Расцветший в Латинской Америке экономический национализм является в известной мере побочным продуктом этих протекционистских умонастроений, а также той неэффективной промышленной структуры, которую они создали – не только, кстати, в частном, но и в государственном секторе. Так что определенный приток действительно готового к риску иностранного капитала способствовал бы усилению разумной деловой конкуренции и, думаю, оказал бы в конечном счете благотворное влияние. Это в свою очередь могло бы послужить толчком к модернизации и рационализации местной промышленности. Кроме того, такой пример, возможно, имел бы и известный психологический эффект, поощряя привлечение домой определенной части плавающего за границей местного капитала.

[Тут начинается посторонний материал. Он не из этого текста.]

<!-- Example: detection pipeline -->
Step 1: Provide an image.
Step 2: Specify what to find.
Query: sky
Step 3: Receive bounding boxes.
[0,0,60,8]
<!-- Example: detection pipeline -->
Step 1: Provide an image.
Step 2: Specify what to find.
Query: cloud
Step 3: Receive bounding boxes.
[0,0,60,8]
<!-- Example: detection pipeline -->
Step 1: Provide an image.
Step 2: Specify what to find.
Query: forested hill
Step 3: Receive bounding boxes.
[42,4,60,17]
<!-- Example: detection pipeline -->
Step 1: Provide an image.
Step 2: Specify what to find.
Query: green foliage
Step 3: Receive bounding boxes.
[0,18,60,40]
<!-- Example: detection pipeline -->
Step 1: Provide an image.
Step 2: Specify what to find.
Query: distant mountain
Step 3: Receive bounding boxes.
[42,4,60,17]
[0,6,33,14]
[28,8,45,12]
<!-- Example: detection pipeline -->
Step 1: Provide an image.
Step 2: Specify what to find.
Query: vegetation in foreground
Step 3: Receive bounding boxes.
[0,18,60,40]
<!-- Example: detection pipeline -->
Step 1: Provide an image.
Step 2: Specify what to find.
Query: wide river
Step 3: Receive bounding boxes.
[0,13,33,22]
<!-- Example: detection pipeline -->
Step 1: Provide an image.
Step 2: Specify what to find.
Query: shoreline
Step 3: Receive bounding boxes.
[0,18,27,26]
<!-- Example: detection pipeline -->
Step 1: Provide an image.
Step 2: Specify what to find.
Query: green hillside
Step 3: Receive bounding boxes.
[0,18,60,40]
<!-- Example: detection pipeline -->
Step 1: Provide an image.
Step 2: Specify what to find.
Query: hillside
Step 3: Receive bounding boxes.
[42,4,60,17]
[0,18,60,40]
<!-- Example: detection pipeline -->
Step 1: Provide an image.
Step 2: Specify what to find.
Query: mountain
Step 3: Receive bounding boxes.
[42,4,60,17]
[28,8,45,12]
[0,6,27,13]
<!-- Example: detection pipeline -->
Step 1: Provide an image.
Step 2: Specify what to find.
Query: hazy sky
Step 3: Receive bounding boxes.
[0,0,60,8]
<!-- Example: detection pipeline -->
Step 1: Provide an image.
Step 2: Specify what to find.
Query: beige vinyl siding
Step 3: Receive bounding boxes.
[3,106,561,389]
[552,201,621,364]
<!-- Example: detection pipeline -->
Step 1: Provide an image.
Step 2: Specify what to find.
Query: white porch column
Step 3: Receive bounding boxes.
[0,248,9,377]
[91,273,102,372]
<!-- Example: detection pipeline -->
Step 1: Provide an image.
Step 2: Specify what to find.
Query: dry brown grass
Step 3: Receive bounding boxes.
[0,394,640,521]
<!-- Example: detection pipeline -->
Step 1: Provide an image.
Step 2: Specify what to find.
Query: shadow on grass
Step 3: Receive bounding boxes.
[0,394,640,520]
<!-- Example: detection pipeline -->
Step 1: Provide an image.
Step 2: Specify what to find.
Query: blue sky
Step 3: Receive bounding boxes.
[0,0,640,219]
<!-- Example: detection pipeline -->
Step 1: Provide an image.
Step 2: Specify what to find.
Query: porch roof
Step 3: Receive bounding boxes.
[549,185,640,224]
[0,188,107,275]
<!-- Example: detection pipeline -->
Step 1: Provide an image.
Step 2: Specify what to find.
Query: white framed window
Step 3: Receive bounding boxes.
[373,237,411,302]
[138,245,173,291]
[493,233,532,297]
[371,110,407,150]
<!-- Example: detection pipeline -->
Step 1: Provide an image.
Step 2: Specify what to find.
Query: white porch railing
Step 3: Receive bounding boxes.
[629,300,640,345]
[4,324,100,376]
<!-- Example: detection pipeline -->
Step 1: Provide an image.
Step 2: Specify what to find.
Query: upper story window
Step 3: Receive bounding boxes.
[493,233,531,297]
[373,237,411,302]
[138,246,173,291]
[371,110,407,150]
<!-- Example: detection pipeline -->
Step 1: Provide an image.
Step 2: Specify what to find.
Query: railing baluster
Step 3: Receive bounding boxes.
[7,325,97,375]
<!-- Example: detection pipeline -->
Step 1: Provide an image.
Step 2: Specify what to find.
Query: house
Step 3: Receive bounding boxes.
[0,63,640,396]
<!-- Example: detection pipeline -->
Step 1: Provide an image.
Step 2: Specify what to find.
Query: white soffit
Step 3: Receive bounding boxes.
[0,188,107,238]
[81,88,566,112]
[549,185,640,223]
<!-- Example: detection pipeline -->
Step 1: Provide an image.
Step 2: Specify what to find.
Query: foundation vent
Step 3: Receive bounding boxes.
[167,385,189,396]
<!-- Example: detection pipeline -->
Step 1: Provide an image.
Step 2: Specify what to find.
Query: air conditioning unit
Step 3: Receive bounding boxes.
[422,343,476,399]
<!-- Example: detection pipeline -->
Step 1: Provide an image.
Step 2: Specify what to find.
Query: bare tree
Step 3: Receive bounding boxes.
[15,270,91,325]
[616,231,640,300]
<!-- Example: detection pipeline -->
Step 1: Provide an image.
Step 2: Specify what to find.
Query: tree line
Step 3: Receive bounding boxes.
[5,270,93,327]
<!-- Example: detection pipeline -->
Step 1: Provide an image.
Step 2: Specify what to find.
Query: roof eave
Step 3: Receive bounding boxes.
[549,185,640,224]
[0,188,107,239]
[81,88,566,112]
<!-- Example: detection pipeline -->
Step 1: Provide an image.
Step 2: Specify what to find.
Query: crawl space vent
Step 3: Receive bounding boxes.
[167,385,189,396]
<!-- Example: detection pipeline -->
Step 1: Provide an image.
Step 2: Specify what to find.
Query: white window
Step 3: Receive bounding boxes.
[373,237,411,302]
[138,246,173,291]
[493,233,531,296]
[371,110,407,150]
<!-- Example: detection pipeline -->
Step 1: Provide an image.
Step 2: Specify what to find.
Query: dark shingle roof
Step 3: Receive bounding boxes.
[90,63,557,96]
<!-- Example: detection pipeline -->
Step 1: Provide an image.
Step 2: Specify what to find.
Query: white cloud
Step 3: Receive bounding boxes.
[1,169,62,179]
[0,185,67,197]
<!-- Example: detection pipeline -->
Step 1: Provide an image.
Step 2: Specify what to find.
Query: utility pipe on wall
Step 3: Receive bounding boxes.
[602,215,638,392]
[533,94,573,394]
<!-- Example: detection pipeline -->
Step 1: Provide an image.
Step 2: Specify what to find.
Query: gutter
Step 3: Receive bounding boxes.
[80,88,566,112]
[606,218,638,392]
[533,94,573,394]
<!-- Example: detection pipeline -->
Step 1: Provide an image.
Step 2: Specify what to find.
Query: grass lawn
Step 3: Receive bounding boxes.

Не менее соблазнительной казалась мне тогда и возможность изменить неконструктивное и недальновидное отношение многих представителей европейских и американских промышленных и финансовых кругов. Громогласно утверждая, что Латинская Америка совершенно необходима Западу, они тем не менее решались вкладывать в нее свои деньги лишь тогда, когда это наверняка обещало им чрезвычайно быструю прибыль и скорое возвращение капиталовложений обратно на родину. Так создавалась весьма благоприятная почва для проникновения всякого рода неразборчивых в средствах иностранных спекулянтов, чьи сомнительные деяния и пустые обещания еще больше подогревали и без того преобладающие в широких слоях латиноамериканской общественности националистические и шовинистские настроения.